I did not go to the farm today.
This was not entirely because I was too idle.
It was because when we woke up this morning, Mark was complaining so much about his aching muscles after yesterday’s gargantuan efforts, that he thought he would just do some quiet sorting out and packing instead of major landscape architecture.
This gave me an opportunity both to be irritatingly smug and also to stay at home.
It was brilliant.
I made understanding noises about the effects of hard labour upon the unfit, and generously volunteered to let him get on with gentler activities without the need to worry about me.
What a good job he does not read these pages. You are now privy to secrets that not even my husband does not know.
Somehow he failed to notice that I was hobbling around with all the enthusiasm of a ninety five year old trying to escape from a patronising care assistant.
I agreed that he could go to the farm by himself, and decided to go to Booths for some ethical shopping. This was not because I was feeling especially ethical, but because I wanted cantaloupe melon, and the Co-op doesn’t have it.
He dropped me off on his way out.
He did not notice that I had aged twenty years, even when I realised that I could not face the walk home with a sack full of shopping, and had to ring him to come and collect me again. Fortunately he had been busy getting fuel for his digger and was still in the village. Also he carried the shopping in for me, which he thought was because I was a girl, not because I have become temporarily disabled.
Once he had gone I could collapse into a chair and feel sorry for my backache.
Obviously I did not do this for very long, because of having other things to do.

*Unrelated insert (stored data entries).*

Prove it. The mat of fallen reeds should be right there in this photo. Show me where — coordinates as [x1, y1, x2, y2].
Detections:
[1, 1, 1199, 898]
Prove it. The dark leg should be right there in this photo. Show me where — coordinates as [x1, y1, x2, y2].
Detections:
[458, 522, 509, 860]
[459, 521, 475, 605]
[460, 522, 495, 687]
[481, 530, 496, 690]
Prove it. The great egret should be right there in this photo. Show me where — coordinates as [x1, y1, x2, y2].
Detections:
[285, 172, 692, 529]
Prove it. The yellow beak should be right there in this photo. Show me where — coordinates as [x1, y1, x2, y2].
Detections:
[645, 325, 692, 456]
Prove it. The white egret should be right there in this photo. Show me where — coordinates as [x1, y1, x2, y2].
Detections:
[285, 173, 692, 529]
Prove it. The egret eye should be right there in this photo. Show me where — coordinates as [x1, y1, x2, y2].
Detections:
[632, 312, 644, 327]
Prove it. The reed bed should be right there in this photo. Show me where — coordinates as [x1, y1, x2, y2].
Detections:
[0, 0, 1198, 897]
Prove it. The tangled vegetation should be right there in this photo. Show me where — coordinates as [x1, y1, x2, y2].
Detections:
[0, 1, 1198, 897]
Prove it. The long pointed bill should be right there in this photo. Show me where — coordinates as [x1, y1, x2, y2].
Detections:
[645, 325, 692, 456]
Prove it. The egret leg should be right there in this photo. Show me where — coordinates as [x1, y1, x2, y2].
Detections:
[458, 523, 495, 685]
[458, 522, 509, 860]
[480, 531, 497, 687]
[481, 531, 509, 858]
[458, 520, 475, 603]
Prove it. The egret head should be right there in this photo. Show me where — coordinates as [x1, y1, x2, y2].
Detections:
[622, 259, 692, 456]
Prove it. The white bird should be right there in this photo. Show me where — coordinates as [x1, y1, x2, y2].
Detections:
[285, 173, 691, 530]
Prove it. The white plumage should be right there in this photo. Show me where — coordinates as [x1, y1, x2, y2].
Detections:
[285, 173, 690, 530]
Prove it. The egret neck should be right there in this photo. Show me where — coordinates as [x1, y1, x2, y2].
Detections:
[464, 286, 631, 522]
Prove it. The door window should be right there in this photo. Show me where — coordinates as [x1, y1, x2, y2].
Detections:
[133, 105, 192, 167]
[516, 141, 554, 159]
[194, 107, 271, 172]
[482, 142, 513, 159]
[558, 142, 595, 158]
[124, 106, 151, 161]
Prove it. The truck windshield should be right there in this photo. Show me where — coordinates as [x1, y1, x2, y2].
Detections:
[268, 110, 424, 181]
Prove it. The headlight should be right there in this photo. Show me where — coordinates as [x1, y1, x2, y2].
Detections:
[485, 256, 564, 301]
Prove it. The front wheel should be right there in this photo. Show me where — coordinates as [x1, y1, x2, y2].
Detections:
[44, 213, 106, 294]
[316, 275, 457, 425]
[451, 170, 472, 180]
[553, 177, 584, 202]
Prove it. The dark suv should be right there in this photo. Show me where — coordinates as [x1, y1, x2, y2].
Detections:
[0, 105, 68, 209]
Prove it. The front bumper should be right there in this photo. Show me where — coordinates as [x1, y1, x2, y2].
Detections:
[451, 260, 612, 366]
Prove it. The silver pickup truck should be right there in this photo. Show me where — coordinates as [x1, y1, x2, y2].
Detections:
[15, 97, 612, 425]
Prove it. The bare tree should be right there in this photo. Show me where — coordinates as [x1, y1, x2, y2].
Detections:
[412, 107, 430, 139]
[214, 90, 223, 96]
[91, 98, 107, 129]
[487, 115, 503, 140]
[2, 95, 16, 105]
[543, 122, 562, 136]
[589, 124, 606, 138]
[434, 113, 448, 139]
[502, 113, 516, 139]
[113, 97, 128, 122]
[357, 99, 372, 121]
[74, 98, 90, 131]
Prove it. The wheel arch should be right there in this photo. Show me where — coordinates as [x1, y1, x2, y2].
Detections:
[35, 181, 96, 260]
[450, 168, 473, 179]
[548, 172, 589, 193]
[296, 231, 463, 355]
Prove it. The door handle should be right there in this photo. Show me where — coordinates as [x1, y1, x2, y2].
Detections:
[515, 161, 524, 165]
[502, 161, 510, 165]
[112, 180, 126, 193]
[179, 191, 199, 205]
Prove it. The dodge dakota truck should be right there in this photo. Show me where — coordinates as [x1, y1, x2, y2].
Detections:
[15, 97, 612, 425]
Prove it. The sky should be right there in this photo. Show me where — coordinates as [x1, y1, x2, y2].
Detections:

I hung up the washing and baked a bannock and got dinner ready.
After that I got on with a project which has been occupying my spare time for a few days now, which has been the hunt for Oliver’s phone.

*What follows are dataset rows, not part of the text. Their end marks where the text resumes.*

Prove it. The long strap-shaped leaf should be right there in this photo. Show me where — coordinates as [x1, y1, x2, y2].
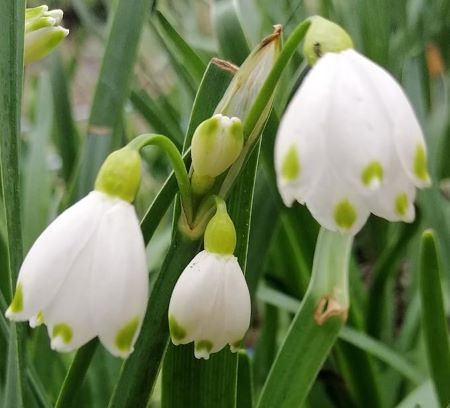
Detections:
[76, 0, 155, 197]
[0, 1, 26, 406]
[419, 230, 450, 407]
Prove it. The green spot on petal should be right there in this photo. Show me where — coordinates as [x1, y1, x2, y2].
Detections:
[36, 312, 44, 325]
[281, 146, 300, 181]
[52, 323, 73, 344]
[395, 193, 409, 217]
[413, 144, 429, 182]
[361, 161, 383, 187]
[169, 315, 186, 342]
[10, 283, 24, 313]
[115, 317, 139, 352]
[334, 200, 357, 230]
[195, 340, 213, 353]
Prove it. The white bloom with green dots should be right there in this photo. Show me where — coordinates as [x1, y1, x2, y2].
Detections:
[6, 148, 148, 358]
[275, 48, 431, 235]
[168, 202, 250, 359]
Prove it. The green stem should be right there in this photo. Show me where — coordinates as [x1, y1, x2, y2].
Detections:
[257, 228, 353, 407]
[54, 339, 98, 408]
[128, 133, 193, 223]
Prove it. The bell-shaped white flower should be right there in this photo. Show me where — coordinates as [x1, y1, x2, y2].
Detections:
[168, 201, 250, 359]
[6, 148, 148, 358]
[275, 47, 431, 235]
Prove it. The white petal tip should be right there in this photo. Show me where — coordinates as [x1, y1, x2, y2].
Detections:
[5, 308, 13, 319]
[229, 345, 239, 353]
[194, 350, 210, 360]
[50, 337, 71, 352]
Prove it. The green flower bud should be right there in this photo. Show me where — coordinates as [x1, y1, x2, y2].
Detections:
[94, 147, 141, 203]
[204, 204, 236, 255]
[191, 114, 244, 178]
[24, 6, 68, 65]
[303, 16, 353, 66]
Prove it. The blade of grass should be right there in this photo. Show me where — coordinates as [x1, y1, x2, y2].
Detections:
[237, 351, 254, 408]
[153, 10, 206, 84]
[76, 0, 155, 197]
[0, 1, 26, 406]
[419, 230, 450, 407]
[50, 52, 79, 182]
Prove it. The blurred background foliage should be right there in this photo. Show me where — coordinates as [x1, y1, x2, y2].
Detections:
[1, 0, 450, 407]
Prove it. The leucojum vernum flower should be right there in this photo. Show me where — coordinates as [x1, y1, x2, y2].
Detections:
[168, 199, 251, 359]
[275, 16, 431, 235]
[6, 148, 149, 358]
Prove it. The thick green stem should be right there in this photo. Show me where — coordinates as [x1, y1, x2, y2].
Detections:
[257, 228, 353, 408]
[128, 133, 193, 223]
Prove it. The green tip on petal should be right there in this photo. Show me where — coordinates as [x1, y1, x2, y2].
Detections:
[395, 193, 409, 217]
[195, 340, 213, 359]
[361, 161, 384, 188]
[303, 16, 354, 65]
[413, 144, 430, 184]
[52, 323, 73, 344]
[281, 145, 301, 181]
[334, 199, 357, 230]
[115, 317, 139, 353]
[9, 283, 24, 314]
[204, 204, 237, 255]
[95, 147, 141, 202]
[169, 315, 187, 343]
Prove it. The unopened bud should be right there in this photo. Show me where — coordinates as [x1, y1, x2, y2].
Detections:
[24, 6, 68, 65]
[303, 16, 353, 66]
[191, 114, 243, 178]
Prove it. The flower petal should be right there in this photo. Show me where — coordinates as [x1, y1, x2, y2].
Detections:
[275, 53, 337, 205]
[89, 201, 149, 358]
[5, 192, 111, 322]
[345, 50, 430, 187]
[222, 257, 250, 350]
[306, 168, 370, 235]
[168, 251, 220, 347]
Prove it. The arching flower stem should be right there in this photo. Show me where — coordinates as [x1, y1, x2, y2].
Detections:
[128, 134, 193, 224]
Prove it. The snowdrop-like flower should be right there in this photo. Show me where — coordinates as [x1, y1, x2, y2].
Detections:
[275, 17, 430, 235]
[168, 201, 250, 359]
[6, 147, 148, 358]
[24, 5, 69, 65]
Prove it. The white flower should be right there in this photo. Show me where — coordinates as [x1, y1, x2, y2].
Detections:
[6, 191, 148, 358]
[168, 250, 251, 359]
[275, 48, 431, 235]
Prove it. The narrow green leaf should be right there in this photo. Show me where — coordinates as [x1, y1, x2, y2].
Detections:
[153, 11, 206, 83]
[23, 73, 54, 250]
[395, 380, 439, 408]
[50, 52, 79, 182]
[213, 0, 250, 64]
[76, 0, 154, 197]
[237, 351, 253, 408]
[55, 339, 98, 408]
[0, 1, 26, 406]
[419, 229, 450, 407]
[258, 285, 425, 384]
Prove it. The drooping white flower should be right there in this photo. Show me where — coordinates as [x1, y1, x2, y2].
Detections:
[168, 201, 251, 359]
[6, 148, 148, 358]
[275, 48, 431, 235]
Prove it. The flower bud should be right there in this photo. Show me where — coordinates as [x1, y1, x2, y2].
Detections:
[303, 16, 353, 66]
[24, 5, 69, 65]
[95, 147, 142, 203]
[191, 114, 243, 178]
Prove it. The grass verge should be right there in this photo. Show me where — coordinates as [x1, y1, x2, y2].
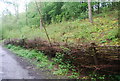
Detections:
[5, 44, 79, 78]
[5, 44, 54, 70]
[5, 44, 120, 80]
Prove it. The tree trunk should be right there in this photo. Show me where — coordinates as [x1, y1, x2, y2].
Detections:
[40, 18, 43, 29]
[35, 1, 43, 29]
[97, 2, 100, 14]
[35, 1, 52, 47]
[25, 1, 28, 25]
[88, 0, 93, 23]
[16, 5, 19, 20]
[13, 0, 19, 22]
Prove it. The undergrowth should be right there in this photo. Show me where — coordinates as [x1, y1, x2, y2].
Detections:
[6, 44, 53, 69]
[5, 44, 120, 80]
[2, 10, 119, 45]
[5, 44, 79, 78]
[53, 52, 79, 78]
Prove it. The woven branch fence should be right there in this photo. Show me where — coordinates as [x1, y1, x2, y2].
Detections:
[4, 38, 120, 74]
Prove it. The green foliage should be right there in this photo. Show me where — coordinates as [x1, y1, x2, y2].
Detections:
[1, 2, 119, 44]
[60, 46, 70, 52]
[68, 72, 79, 79]
[2, 2, 120, 79]
[53, 53, 64, 64]
[100, 40, 107, 43]
[7, 44, 13, 49]
[53, 68, 69, 75]
[53, 52, 78, 77]
[6, 44, 53, 69]
[2, 10, 119, 45]
[6, 44, 79, 78]
[89, 74, 120, 81]
[89, 74, 105, 80]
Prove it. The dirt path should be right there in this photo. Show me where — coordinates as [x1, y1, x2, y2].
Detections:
[0, 46, 66, 79]
[0, 46, 38, 79]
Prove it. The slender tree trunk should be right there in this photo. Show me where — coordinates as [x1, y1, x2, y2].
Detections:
[13, 0, 19, 22]
[88, 0, 93, 23]
[16, 5, 19, 20]
[40, 18, 43, 29]
[25, 1, 28, 25]
[35, 1, 52, 47]
[97, 2, 100, 14]
[1, 12, 4, 40]
[35, 1, 43, 29]
[14, 7, 17, 21]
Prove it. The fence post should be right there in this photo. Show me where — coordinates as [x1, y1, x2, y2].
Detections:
[91, 43, 98, 65]
[22, 38, 26, 47]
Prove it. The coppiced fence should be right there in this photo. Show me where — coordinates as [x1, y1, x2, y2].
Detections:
[4, 38, 120, 74]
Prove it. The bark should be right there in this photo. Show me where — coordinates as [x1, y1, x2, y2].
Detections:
[40, 18, 43, 29]
[35, 1, 52, 47]
[35, 1, 43, 29]
[11, 0, 19, 22]
[88, 0, 93, 23]
[97, 2, 100, 14]
[25, 1, 28, 25]
[16, 5, 19, 21]
[13, 0, 19, 22]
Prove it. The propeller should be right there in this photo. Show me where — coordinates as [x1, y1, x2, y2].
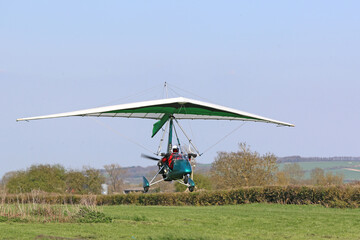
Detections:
[141, 153, 161, 161]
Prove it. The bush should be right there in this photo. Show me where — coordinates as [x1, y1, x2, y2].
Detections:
[74, 207, 112, 223]
[2, 186, 360, 208]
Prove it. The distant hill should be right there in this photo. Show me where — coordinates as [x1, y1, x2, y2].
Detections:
[277, 156, 360, 163]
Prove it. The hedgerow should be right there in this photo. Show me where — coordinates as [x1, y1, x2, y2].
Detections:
[2, 186, 359, 208]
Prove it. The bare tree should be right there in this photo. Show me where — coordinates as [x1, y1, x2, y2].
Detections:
[276, 171, 290, 186]
[278, 163, 304, 185]
[310, 168, 343, 186]
[310, 168, 325, 185]
[104, 164, 127, 193]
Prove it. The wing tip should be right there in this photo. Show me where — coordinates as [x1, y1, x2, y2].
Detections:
[279, 123, 295, 127]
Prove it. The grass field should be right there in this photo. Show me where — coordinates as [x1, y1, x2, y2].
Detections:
[0, 204, 359, 240]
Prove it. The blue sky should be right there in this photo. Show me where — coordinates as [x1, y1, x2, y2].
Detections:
[1, 1, 359, 177]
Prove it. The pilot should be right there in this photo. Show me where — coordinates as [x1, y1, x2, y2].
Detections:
[161, 145, 179, 170]
[172, 145, 179, 154]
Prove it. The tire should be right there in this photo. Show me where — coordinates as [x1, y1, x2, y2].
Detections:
[188, 186, 194, 192]
[143, 187, 149, 193]
[184, 175, 189, 184]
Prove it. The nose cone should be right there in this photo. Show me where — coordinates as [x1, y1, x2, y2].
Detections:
[183, 163, 192, 174]
[173, 159, 192, 178]
[176, 159, 192, 173]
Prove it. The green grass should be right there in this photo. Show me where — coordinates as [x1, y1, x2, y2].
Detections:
[0, 204, 360, 239]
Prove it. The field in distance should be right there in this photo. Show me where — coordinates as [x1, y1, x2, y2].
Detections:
[278, 161, 360, 181]
[123, 160, 360, 184]
[1, 204, 359, 239]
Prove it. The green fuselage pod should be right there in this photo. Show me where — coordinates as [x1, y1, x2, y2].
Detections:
[164, 154, 192, 181]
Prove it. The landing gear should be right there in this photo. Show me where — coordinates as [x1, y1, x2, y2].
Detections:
[176, 177, 195, 192]
[162, 166, 169, 179]
[184, 174, 189, 184]
[142, 176, 150, 193]
[188, 177, 195, 192]
[142, 166, 166, 193]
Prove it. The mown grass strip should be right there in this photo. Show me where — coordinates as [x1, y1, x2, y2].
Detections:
[0, 204, 359, 240]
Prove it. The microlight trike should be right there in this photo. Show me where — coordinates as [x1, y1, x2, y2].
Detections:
[17, 95, 294, 192]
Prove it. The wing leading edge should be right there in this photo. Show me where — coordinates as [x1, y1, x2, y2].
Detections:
[16, 97, 294, 127]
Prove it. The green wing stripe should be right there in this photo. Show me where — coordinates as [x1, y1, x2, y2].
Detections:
[105, 103, 261, 121]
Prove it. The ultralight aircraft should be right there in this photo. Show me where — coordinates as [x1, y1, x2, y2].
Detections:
[17, 93, 294, 192]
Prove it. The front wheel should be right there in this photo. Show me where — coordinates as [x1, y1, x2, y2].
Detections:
[184, 174, 189, 184]
[143, 186, 149, 193]
[188, 186, 194, 192]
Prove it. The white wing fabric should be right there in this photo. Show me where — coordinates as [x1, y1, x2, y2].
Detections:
[17, 97, 294, 127]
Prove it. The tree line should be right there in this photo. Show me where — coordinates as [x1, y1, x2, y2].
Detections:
[1, 164, 127, 194]
[1, 143, 346, 194]
[167, 143, 345, 192]
[174, 143, 344, 192]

He forgot to take it with him when he went back to school, and it has been on his list of Troubling Things, along with losing his swimming costume.
He needs it for Saturday, because they are allowed to have telephones containing unsuitably violent games on the coach on their way to away rugby matches, probably to get them in the mood. They are allowed phones but not SIM cards, presumably to stop them downloading anything unsuitable whilst actually in school’s care, they have got to do all of that at home.

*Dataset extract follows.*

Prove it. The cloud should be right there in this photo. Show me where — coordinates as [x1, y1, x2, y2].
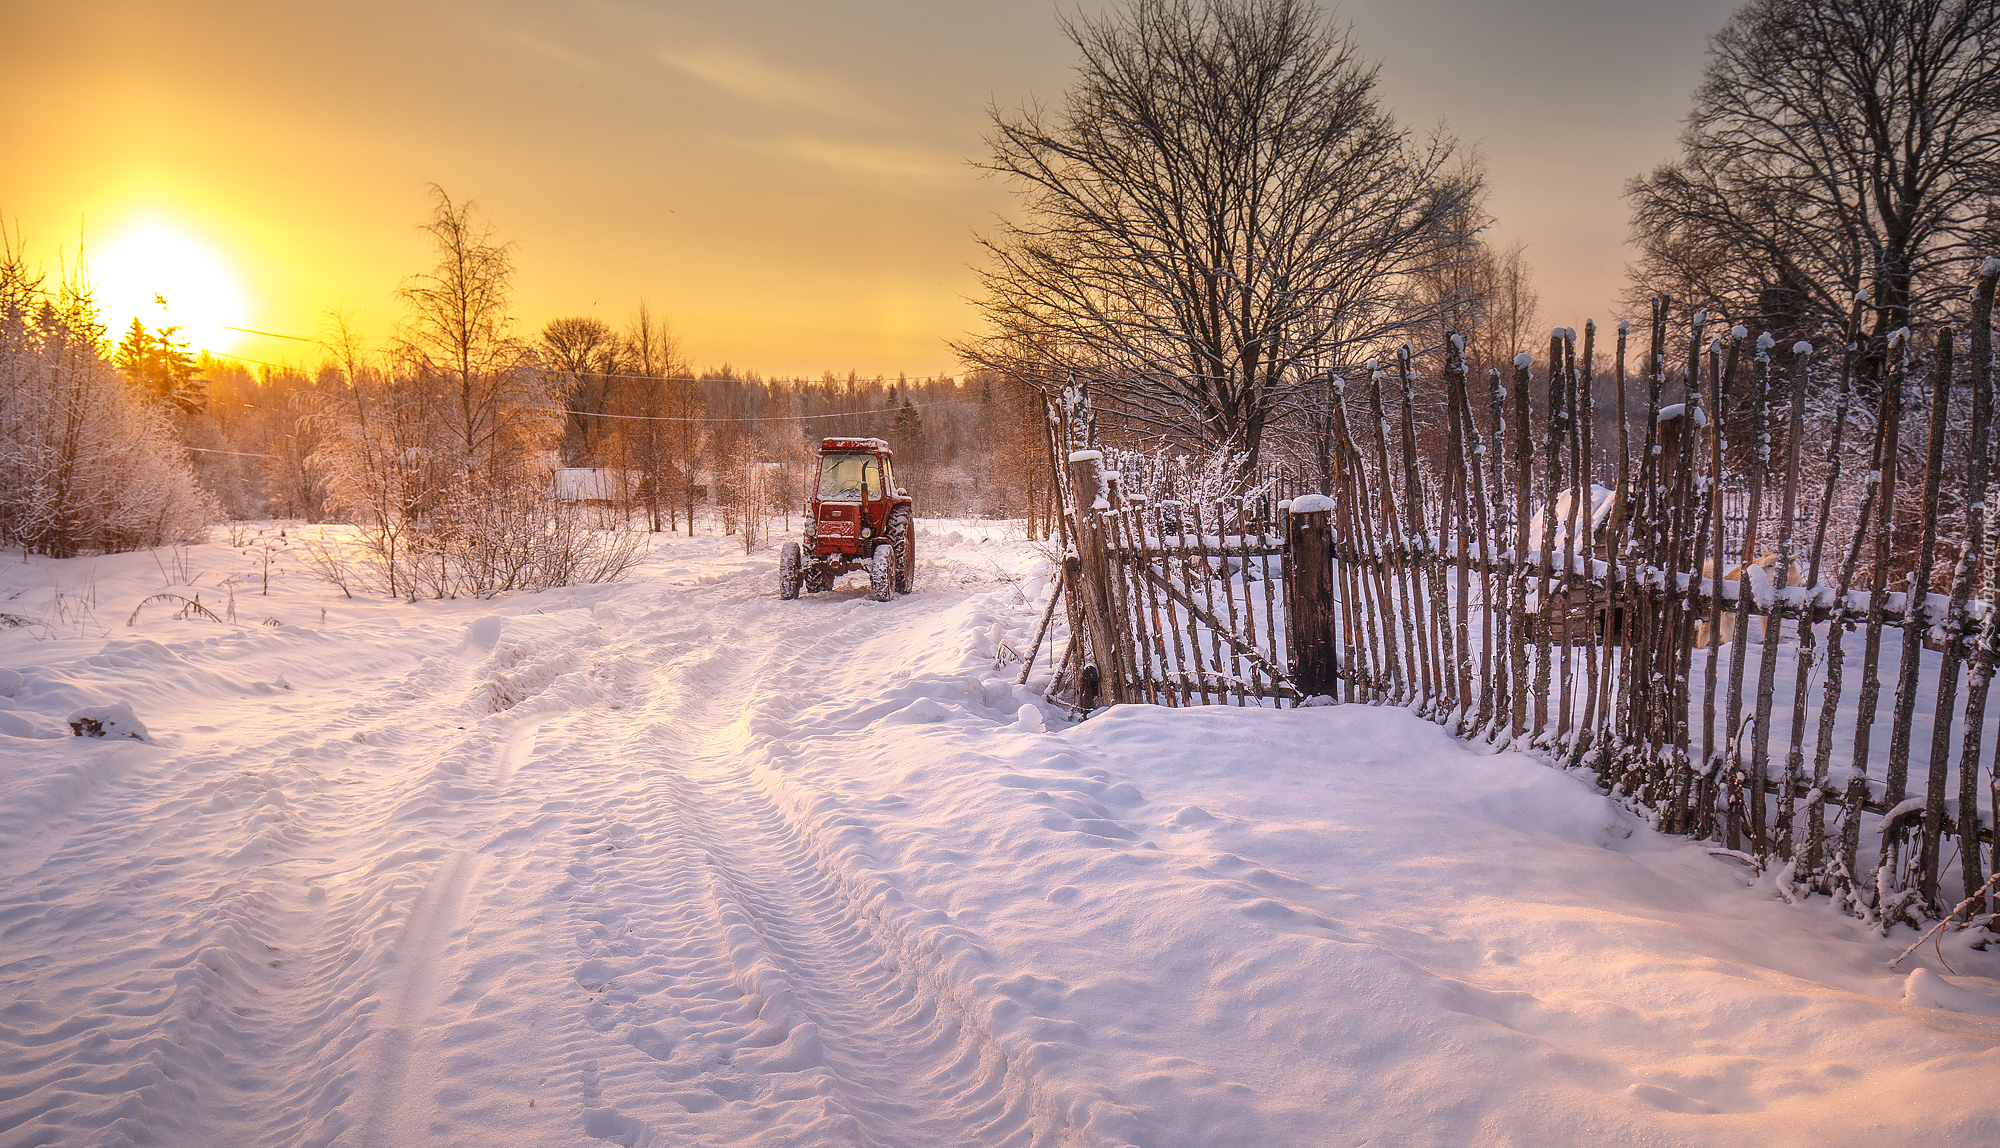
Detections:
[738, 136, 965, 186]
[659, 43, 890, 126]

I promised that I would post it and have spent roughly twenty minutes of every day hunting fruitlessly for it ever since.
The day after au took him back to school I searched under his bed and through his drawers and down the back of his loo and underneath the desk.
Before I did the Naughty Motorists’ Course I repeated the same hunt in the camper van, becoming helplessly crosser all the time.
Yesterday, before we went to the farm, I went back to Oliver’s bedroom. I dug Harry’s bed out from behind Oliver’s bed and went through that. I checked his pockets and his rubbish bin and the laundry basket. I found all manner of unpleasant stickiness and dead spiders in the process, but no phone.
I went back to the camper van late this afternoon, for a final attempt at Camper Van Telephone Search: The Sequel.
When I stuck my hand underneath his mattress it actually stuck.
There were some vile melted sticky sweets underneath his lovely new sheets, glueing his mattress to the shelf.
I peeled it off carefully and organised some warm water and a cloth.
As I heaved the mattress upwards I noticed a rectangular object, also stuck to the mattress.
It was the lost phone.
I dashed home without even refilling the jelly babies, and stuck it on charge, because it had got no battery left at all.
It took so long to charge that I left it plugged in whilst I was wrapping it up in brown paper for the post, disconnecting it only when it became necessary to add the last bit of Sellotape.
Mark rushed over to the post office with it, and they shrugged and said that it would probably get there by morning, with a fair wind and fast horses.
I count that as a successful day. I am an adequate parent again.
I took the picture yesterday. It is the view from the field where we were building the road, taken a moment or two after sunset. The big roof is Mark’s old shed.
It is going to be the nicest place to be. It is beautiful.